Universal Pictures and Blumhouse resets the timeline to bring "Halloween" to a new generation. Jamie Lee Curtis returns to her iconic role as Laurie Strode, who comes to her final confrontation with Michael Myers, the masked figure who has haunted her since she narrowly escaped his killing spree on Halloween night four decades ago.
Master of horror John Carpenter executive produces and serves as creative consultant on this film, joining forces with cinema’s current leading producer of horror, Jason Blum (Get Out, Split, The Purge, Paranormal Activity). Inspired by Carpenter’s classic, filmmakers David Gordon Green and Danny McBride crafted a story that carves a new path from the events in the landmark 1978 film, and Green also directs.

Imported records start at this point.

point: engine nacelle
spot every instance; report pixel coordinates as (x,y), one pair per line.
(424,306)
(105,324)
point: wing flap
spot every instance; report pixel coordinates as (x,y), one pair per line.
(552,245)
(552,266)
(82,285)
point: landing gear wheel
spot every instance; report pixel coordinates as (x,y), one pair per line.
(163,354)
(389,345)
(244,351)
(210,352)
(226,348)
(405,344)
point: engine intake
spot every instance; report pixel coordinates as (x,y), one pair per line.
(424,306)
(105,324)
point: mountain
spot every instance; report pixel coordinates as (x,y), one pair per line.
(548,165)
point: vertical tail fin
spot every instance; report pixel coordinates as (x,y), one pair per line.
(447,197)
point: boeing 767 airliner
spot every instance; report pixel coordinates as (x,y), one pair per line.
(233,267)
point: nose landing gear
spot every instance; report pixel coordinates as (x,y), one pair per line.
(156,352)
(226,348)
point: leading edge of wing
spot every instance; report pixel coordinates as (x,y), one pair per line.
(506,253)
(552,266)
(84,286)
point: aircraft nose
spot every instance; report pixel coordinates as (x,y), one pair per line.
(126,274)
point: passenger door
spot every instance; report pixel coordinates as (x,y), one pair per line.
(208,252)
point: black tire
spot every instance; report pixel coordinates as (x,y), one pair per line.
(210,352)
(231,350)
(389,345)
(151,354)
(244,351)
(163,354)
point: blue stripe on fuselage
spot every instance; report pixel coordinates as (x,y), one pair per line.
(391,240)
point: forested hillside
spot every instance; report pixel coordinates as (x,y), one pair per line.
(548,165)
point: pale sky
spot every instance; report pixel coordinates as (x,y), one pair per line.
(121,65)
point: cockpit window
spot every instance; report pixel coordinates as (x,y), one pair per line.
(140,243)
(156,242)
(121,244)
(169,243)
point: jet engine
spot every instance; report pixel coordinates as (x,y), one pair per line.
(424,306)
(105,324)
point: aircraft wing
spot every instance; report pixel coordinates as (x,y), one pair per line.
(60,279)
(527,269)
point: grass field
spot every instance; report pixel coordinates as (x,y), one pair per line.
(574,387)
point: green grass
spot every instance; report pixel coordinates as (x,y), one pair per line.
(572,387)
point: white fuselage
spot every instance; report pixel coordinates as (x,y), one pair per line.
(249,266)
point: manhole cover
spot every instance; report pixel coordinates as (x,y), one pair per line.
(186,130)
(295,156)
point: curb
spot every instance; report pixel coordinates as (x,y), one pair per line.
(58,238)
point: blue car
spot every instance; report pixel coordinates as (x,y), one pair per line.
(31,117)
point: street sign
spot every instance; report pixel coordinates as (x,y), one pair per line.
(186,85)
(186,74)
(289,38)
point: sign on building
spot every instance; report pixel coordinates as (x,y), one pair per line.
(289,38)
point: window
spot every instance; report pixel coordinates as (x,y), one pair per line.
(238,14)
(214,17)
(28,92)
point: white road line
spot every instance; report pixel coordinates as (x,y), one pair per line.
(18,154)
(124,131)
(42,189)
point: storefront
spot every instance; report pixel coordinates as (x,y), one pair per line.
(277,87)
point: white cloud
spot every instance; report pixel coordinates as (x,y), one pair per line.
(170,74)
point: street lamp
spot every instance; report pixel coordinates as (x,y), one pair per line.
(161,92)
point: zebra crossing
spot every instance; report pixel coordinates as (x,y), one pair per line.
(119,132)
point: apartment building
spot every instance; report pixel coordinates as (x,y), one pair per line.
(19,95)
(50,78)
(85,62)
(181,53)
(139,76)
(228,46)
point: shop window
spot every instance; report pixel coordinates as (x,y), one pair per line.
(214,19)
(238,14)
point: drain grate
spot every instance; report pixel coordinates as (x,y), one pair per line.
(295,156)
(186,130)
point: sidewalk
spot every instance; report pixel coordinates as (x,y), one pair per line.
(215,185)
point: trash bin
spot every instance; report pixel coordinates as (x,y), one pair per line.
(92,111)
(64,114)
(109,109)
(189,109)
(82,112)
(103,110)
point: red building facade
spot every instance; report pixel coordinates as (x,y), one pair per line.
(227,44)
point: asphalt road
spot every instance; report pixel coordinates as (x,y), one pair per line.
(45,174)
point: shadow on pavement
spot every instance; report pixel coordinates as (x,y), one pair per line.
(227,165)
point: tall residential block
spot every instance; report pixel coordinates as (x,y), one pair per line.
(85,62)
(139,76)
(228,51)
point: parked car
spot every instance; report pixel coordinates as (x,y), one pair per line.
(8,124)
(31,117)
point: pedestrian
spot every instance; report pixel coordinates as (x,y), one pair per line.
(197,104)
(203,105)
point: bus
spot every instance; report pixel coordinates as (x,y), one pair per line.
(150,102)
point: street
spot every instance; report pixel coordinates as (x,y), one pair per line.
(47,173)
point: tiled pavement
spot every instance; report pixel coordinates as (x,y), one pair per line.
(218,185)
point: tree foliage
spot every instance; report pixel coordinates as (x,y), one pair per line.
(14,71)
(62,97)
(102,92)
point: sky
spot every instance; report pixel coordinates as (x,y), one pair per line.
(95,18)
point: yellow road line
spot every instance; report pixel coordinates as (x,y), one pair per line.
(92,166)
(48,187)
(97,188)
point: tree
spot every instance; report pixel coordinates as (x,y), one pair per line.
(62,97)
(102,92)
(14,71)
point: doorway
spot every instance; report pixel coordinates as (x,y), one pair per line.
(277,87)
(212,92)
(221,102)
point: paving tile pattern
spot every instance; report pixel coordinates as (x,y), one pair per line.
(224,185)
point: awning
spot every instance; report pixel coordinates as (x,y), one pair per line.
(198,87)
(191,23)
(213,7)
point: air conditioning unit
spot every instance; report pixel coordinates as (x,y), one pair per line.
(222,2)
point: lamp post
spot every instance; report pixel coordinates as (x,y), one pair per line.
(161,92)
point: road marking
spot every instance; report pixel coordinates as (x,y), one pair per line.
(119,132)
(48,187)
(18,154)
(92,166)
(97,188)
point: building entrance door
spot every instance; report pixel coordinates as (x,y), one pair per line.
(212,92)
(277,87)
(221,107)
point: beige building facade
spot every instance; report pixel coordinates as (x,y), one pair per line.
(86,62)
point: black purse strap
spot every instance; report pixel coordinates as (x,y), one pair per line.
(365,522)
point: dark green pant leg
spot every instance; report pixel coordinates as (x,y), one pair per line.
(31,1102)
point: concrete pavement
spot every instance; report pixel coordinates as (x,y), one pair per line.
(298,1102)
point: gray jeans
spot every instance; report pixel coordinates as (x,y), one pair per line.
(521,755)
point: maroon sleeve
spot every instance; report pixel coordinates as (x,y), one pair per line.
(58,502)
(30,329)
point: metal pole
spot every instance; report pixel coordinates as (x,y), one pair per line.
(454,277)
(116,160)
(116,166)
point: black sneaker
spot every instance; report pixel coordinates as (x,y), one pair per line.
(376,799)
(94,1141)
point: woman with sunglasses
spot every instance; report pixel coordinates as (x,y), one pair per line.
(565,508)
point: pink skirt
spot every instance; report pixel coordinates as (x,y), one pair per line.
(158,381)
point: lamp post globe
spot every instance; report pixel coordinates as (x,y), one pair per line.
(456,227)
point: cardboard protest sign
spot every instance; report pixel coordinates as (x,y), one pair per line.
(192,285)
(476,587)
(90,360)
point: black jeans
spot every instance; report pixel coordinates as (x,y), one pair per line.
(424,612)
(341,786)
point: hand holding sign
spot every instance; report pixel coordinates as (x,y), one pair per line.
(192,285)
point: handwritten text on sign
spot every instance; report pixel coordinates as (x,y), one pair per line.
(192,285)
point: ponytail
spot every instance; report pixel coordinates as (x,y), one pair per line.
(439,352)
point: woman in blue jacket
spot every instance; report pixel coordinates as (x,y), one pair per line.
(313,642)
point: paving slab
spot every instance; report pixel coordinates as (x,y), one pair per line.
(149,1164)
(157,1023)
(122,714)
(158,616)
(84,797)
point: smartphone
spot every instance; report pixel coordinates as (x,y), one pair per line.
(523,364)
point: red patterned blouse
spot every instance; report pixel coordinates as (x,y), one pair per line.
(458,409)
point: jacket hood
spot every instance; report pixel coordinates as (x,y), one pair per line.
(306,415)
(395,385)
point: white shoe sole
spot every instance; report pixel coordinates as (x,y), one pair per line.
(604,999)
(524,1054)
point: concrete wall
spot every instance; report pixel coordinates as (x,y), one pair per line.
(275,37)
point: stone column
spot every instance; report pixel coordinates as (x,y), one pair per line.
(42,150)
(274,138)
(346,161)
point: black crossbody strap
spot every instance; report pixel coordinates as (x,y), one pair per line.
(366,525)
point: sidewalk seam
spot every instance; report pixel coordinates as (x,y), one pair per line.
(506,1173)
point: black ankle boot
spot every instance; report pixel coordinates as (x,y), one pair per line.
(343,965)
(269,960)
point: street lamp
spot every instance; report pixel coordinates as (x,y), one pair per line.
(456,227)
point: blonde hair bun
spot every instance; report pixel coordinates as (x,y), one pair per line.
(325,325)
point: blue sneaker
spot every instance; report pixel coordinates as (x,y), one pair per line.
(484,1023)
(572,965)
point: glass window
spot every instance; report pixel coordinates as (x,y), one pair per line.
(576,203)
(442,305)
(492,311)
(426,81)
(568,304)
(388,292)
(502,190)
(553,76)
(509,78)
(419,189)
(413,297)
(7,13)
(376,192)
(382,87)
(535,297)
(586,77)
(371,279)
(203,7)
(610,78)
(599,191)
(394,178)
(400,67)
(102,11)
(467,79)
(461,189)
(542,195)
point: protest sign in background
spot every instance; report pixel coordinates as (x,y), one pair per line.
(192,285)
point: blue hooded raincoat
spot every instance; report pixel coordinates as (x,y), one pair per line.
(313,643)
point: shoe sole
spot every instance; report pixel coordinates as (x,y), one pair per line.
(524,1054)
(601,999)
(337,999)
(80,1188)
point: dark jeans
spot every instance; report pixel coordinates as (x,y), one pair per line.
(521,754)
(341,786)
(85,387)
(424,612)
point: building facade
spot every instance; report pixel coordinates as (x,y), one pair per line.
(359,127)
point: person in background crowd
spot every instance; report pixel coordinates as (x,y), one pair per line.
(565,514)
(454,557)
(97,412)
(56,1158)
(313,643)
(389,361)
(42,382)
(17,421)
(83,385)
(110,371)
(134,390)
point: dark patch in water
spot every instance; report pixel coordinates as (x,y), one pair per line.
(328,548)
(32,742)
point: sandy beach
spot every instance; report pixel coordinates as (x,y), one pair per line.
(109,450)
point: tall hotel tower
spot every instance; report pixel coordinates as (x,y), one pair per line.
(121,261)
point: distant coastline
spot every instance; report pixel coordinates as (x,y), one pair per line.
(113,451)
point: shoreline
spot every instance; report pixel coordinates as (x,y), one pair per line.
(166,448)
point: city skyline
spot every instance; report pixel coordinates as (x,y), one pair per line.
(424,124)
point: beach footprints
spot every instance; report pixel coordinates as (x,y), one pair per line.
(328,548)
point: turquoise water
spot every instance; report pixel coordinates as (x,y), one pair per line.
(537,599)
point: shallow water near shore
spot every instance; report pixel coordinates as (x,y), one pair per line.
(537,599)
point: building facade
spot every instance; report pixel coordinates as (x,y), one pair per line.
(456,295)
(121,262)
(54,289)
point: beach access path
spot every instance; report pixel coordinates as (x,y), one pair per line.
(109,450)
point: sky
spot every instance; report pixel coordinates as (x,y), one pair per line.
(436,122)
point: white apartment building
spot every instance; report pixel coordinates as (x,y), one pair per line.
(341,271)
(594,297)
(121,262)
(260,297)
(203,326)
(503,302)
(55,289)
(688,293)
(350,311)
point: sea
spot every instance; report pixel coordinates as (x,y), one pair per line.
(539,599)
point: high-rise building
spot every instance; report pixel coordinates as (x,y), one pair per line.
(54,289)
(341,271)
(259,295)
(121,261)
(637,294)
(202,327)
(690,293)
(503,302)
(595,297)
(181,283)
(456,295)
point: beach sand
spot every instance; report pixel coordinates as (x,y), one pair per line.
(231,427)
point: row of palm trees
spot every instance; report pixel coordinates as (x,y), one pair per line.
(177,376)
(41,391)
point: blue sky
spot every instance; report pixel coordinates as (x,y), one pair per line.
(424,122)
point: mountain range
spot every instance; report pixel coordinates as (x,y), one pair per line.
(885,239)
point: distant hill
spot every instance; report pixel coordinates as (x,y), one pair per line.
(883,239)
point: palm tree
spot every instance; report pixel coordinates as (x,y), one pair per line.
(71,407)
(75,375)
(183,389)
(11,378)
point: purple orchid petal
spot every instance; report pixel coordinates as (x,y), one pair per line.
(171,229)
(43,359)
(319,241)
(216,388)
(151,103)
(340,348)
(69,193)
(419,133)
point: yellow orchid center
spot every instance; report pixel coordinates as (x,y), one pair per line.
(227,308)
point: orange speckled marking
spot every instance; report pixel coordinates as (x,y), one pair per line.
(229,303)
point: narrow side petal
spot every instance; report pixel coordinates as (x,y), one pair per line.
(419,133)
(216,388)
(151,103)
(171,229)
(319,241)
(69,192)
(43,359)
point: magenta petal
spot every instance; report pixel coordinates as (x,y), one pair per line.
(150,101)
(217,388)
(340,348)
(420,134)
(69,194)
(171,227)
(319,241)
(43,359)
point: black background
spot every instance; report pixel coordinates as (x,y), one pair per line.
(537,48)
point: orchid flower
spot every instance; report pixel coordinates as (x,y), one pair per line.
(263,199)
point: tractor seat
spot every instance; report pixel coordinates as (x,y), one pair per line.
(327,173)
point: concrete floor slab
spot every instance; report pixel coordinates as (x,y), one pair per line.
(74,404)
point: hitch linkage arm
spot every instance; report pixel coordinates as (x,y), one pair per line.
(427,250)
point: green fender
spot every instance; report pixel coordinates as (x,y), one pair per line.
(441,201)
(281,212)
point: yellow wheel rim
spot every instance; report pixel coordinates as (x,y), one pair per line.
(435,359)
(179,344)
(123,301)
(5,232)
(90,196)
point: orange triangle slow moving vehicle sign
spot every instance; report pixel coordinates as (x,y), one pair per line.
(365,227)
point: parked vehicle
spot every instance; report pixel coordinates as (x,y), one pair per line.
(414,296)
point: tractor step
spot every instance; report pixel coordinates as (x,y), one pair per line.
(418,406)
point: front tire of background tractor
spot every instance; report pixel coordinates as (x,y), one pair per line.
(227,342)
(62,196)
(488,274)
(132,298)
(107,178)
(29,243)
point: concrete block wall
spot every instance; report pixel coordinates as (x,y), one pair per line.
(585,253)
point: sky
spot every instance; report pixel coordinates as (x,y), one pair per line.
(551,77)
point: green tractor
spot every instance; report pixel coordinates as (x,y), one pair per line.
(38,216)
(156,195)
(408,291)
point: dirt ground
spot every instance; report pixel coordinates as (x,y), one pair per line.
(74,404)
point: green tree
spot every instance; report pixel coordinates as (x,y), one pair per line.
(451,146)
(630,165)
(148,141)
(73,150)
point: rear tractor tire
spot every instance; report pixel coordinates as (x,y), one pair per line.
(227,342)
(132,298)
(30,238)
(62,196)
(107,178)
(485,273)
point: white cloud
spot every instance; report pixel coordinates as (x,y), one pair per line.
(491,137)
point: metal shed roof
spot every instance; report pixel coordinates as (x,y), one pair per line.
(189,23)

Reflecting on his creation with co-writer Debra Hill, Carpenter understands why audiences continue to be terrified by this embodiment of fear. “Michael Myers, with his mask and his gas-station attendant’s uniform, is a character who is between a human being and the supernatural. He is the ultimate force of evil. He is ruthless, and there’s no reasoning or praying to God to save you. He has a single purpose, and that’s to kill you. Michael Myers is a relentless force of nature. He’s just coming, and you got to get out of his way.”
A massive fan of the first Halloween, Blum feels that it’s one of the most perfect horror films ever made…and had no interest in developing the project without running it by the director who’d inspired much of his own career. “Getting John Carpenter’s blessing was a prerequisite for Blumhouse being involved in this movie,” Blum reflects. “I wasn’t going to pursue making a Halloween movie without him. So, the first person I went to was John. I asked him, ‘Do you want to jump in?’ He happily agreed to do just that.”
Blum promised Carpenter—who calls Blum “the LeBron James of horror cinema”—that they wouldn’t move forward until he was happy with the director they had in mind…as well as the script that was being developed. To that end, Blum knew one filmmaker he thought might be interested. What he found was that David Gordon Green would not only want to helm Halloween, he’d want to collaborate with his longtime writing partners to craft the screenplay.
For Blum, it is the not knowing the why behind Michael Myers’ motivation that is so terrifying. He also wholly agreed with the collaborators’ idea that this should be Laurie’s final confrontation with Michael, and that the film would reset the series. “This was 100 percent their pitch to me. The idea I brought to the filmmakers was to make a new Halloween movie. I told them they should imagine what would excite them and what they would most like to see. It was their idea to make this movie a continuation of the first Halloween.”
Green recalls that hearing from Blum was one of the more pivotal episodes of his career. “I remember that moment vividly, getting up in the morning and seeing this email from Jason asking to have me in the Halloween franchise. I immediately felt strange, like when you’re standing on the edge of a cliff and your legs start to give out. It triggered a lot of my enthusiasm from when I was a kid and would sneak into movies I shouldn’t have been watching. Halloween was the pinnacle of all of them.”
The producer shares that the matchup between Michael Myers and Laurie Strode is one for which audiences have waited a long time, and Green surpassed his expectations. “You go to a movie for an absolute thrill ride and for the surprise. The journey, particularly in this one—and this confrontation that has been brewing for 40 years between these two—upon his release is very satisfying.”